Toutes ces conditions si défavorables auraient fait reculer le spéculateur le plus hardi : elles n’arrêtèrent pas Winsor. En effet, tout semblait se réunir chez cet homme singulier, pour en faire le type de l’industriel audacieux, qui, loin de céder aux résistances que soulèvent contre lui les intérêts contraires, y trouve un motif de plus de persister dans ses desseins, et qui, à force de hardiesse, de persévérance et de courage, par l’exagération de ses assertions et de ses promesses, finit par contraindre l’opinion de plier à ses vues. Tout ce que Winsor avança d’affirmations téméraires, de promesses chimériques, est presque inimaginable. Cependant ne blâmons pas trop haut ces manœuvres : c’est à elles que nous devons le rapide établissement de l’éclairage au gaz en Europe.

Winsor publia à Londres, en 1804, le prospectus d’une compagnie nationale « pour la lumière et la chaleur. » Il promettait à ceux qui prendraient une action de 100 francs, dans sa compagnie, un revenu annuel de 12 450 francs, lequel, ajoutait-il, était probablement destiné à atteindre un jour dix fois cette somme. Comme on avait manifesté la crainte que l’extension de son système d’éclairage n’amenât peu à peu l’épuisement des mines de houille, Winsor déclarait, avec assurance, que le coke, résidu de la distillation de la houille, donnerait deux fois plus de chaleur en brûlant, que le charbon qui l’avait fourni !

Le capital de 1 250 000 francs, demandé par Winsor, fut entièrement souscrit ; mais cette somme, au lieu de produire les revenus fabuleux que l’on avait annoncés, fut tout entière absorbée par les expériences.

Winsor ne se découragea pas. Appuyé par une commission de vingt-six membres, choisis parmi ses anciens actionnaires, et qui se composait de banquiers, de magistrats, de propriétaires, d’un médecin et d’un avocat, il enchérit si bien sur ses premières affirmations, qu’il se fit accorder une somme de 480 000 francs pour continuer ses expériences.

Mais ce premier résultat ne suffisait point.

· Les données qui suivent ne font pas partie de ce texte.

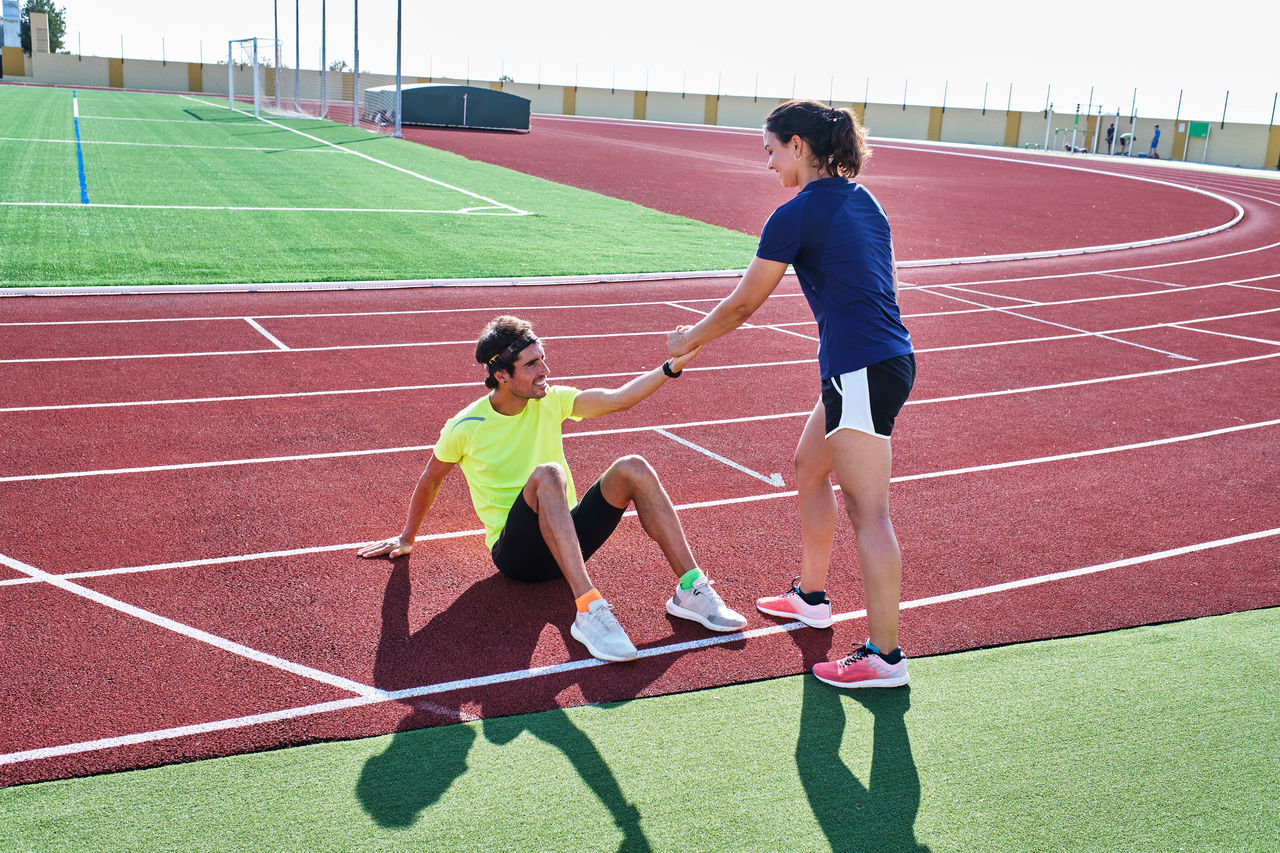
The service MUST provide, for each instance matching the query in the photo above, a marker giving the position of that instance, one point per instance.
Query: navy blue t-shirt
(837, 238)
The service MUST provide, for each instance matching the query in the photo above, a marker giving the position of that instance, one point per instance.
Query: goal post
(254, 76)
(242, 55)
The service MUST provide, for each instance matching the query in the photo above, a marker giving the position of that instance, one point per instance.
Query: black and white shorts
(868, 400)
(521, 553)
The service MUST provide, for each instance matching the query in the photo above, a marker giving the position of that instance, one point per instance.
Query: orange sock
(585, 600)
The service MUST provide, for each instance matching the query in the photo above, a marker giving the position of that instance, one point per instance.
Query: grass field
(1115, 742)
(183, 191)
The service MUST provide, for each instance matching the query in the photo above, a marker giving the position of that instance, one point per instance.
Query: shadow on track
(493, 626)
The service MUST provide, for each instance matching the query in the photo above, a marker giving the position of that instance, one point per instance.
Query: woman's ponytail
(835, 136)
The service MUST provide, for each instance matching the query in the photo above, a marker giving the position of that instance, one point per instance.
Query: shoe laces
(604, 617)
(856, 653)
(705, 589)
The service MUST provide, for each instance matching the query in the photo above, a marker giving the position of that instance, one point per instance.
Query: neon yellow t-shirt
(498, 452)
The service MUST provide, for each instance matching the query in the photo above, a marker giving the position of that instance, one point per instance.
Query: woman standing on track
(837, 237)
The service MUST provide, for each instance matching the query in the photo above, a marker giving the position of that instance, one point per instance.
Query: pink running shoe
(790, 605)
(863, 667)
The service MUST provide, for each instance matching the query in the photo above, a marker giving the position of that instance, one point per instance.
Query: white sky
(932, 48)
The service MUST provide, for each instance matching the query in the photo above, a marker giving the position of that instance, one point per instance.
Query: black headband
(503, 360)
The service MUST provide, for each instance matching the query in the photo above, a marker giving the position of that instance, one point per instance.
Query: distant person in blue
(837, 238)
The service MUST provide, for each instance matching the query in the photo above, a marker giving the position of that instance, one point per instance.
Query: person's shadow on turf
(493, 626)
(878, 815)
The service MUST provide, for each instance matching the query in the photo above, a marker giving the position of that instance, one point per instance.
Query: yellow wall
(14, 62)
(1272, 160)
(1013, 128)
(936, 123)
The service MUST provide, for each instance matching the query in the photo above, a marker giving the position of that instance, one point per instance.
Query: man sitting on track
(511, 451)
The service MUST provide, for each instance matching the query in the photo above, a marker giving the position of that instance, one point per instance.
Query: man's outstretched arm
(594, 402)
(424, 496)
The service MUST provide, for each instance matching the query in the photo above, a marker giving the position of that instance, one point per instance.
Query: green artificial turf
(1164, 738)
(336, 196)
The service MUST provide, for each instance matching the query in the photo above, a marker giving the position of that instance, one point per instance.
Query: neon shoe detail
(703, 605)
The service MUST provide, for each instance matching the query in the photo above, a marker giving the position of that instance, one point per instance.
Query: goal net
(257, 82)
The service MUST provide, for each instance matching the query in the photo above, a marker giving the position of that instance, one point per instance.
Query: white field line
(695, 505)
(188, 632)
(375, 160)
(461, 211)
(1011, 311)
(167, 145)
(266, 334)
(773, 479)
(568, 666)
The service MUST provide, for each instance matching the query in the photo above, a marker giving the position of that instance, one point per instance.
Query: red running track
(1091, 446)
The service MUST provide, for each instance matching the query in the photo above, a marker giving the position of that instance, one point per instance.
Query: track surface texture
(1091, 445)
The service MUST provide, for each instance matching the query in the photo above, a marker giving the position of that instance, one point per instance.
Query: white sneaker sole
(676, 610)
(896, 682)
(790, 614)
(595, 652)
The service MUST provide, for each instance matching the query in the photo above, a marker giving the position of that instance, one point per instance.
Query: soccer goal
(255, 76)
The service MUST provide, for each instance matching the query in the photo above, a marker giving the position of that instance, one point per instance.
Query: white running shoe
(703, 605)
(599, 632)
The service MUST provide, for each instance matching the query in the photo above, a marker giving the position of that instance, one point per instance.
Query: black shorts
(521, 553)
(868, 400)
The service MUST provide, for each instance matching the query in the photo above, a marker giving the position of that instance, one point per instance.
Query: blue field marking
(80, 151)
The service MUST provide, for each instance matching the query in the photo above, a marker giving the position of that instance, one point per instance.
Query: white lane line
(772, 479)
(188, 632)
(266, 334)
(245, 557)
(695, 505)
(1228, 334)
(1148, 281)
(775, 327)
(632, 374)
(376, 451)
(653, 651)
(629, 374)
(684, 304)
(1070, 328)
(228, 463)
(1078, 383)
(608, 375)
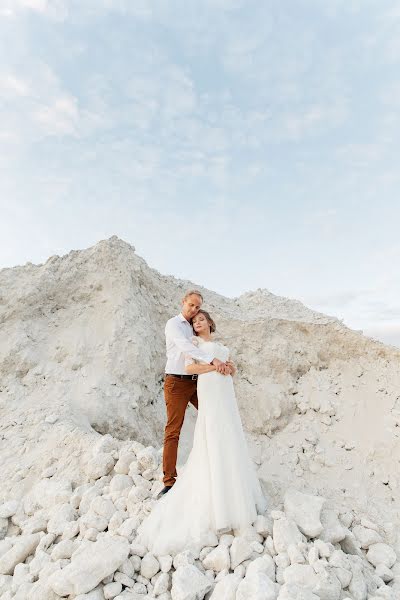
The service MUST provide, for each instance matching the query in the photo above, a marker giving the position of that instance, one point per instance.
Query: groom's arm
(174, 333)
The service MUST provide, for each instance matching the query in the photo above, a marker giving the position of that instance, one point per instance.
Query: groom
(180, 388)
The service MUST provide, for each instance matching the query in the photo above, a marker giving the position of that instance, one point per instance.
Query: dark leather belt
(193, 377)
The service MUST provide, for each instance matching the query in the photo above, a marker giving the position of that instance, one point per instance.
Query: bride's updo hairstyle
(210, 320)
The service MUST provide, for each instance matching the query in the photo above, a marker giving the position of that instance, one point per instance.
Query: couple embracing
(217, 490)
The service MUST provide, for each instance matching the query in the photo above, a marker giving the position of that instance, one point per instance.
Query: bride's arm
(197, 369)
(232, 366)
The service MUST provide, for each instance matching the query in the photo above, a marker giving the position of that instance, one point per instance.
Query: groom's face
(190, 306)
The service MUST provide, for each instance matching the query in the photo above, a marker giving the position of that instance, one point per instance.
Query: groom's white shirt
(178, 334)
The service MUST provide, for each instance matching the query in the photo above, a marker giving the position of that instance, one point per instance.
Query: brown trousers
(177, 393)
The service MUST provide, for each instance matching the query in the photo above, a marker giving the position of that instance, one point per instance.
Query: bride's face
(200, 324)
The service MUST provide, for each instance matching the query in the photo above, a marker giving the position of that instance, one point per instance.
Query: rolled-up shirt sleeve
(185, 345)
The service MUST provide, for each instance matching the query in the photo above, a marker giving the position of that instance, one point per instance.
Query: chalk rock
(112, 589)
(149, 566)
(60, 517)
(333, 530)
(147, 459)
(292, 591)
(305, 511)
(286, 532)
(120, 482)
(124, 462)
(240, 551)
(366, 536)
(96, 561)
(218, 559)
(257, 587)
(46, 493)
(22, 548)
(98, 466)
(264, 564)
(226, 588)
(8, 509)
(188, 583)
(381, 554)
(3, 528)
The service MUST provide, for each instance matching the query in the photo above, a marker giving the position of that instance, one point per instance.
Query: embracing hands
(225, 368)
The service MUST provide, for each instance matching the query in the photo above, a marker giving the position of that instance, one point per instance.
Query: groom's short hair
(193, 292)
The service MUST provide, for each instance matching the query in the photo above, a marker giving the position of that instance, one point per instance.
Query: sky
(236, 143)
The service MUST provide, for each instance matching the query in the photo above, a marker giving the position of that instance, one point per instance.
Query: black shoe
(164, 491)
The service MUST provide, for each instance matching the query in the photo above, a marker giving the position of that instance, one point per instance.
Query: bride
(217, 491)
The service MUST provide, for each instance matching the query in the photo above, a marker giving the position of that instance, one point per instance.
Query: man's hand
(221, 367)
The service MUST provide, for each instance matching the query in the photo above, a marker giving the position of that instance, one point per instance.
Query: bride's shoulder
(195, 340)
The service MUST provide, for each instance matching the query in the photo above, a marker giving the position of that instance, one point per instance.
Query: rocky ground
(81, 427)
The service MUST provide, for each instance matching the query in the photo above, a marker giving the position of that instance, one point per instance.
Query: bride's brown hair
(210, 320)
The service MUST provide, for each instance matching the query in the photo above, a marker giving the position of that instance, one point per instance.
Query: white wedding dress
(217, 490)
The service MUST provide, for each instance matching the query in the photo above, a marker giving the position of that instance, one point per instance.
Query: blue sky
(236, 143)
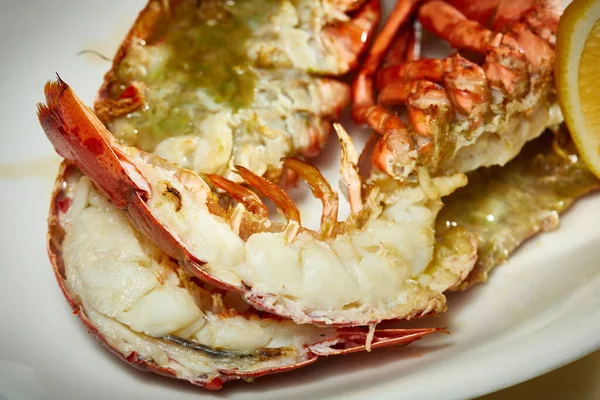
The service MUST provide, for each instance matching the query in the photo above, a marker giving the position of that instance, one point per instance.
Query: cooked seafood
(211, 84)
(149, 312)
(505, 206)
(461, 114)
(378, 264)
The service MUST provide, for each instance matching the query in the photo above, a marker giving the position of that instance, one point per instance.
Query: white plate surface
(536, 313)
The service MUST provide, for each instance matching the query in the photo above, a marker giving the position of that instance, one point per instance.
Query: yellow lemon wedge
(578, 76)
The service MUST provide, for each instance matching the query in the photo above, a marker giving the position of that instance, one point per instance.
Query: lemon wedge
(578, 76)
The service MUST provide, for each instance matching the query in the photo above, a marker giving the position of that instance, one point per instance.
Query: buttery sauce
(38, 168)
(506, 205)
(205, 67)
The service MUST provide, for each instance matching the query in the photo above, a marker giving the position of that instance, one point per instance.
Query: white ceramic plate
(537, 312)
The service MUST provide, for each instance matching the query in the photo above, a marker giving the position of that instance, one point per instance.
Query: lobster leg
(320, 188)
(351, 38)
(464, 81)
(240, 193)
(362, 89)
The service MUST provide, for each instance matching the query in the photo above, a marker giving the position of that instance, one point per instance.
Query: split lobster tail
(381, 263)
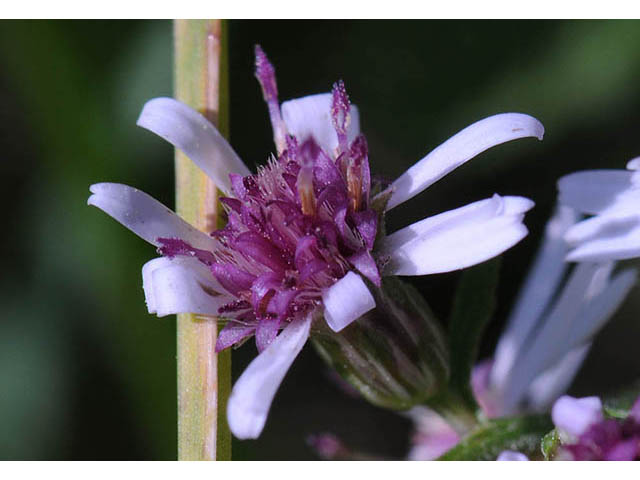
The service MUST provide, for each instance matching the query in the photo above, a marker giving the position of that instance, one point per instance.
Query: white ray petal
(634, 164)
(192, 133)
(596, 191)
(556, 380)
(600, 309)
(460, 148)
(603, 226)
(253, 393)
(538, 289)
(145, 216)
(619, 242)
(576, 415)
(181, 285)
(473, 212)
(310, 116)
(346, 300)
(456, 239)
(550, 342)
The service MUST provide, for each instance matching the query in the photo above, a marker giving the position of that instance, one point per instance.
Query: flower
(303, 240)
(612, 200)
(550, 328)
(587, 435)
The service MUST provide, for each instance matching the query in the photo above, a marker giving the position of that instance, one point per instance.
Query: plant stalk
(204, 377)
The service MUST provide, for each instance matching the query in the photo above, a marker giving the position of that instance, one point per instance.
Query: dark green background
(86, 373)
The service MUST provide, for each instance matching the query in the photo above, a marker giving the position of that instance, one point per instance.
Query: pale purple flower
(551, 326)
(302, 240)
(587, 435)
(611, 198)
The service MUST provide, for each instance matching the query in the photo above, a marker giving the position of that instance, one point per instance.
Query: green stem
(204, 377)
(452, 407)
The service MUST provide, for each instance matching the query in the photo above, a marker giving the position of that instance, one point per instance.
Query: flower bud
(395, 354)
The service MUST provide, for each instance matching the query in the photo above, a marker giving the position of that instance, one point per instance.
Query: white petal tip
(634, 164)
(346, 301)
(253, 393)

Le grand but à atteindre, c’était d’obtenir une charte royale pour la société. Pour y parvenir, Winsor ne recula devant aucun moyen.

Le problème de l’épuration du gaz était encore bien loin d’être résolu ; les produits qu’on obtenait étaient d’une impureté extrême, leur action fâcheuse sur l’économie vivante était de toute évidence. Cependant Winsor n’hésitait pas à proclamer que le gaz hydrogène extrait de la houille, était doué d’une odeur des plus agréables, et que, loin de redouter les fuites qui pourraient se produire dans les tuyaux conducteurs du gaz, il viendrait un jour où l’on y pratiquerait tout exprès une petite ouverture, afin de pouvoir respirer continuellement son odeur. À l’entendre, le gaz était encore un remède excellent ; il jouissait de puissantes propriétés sédatives contre les irritations de poitrine.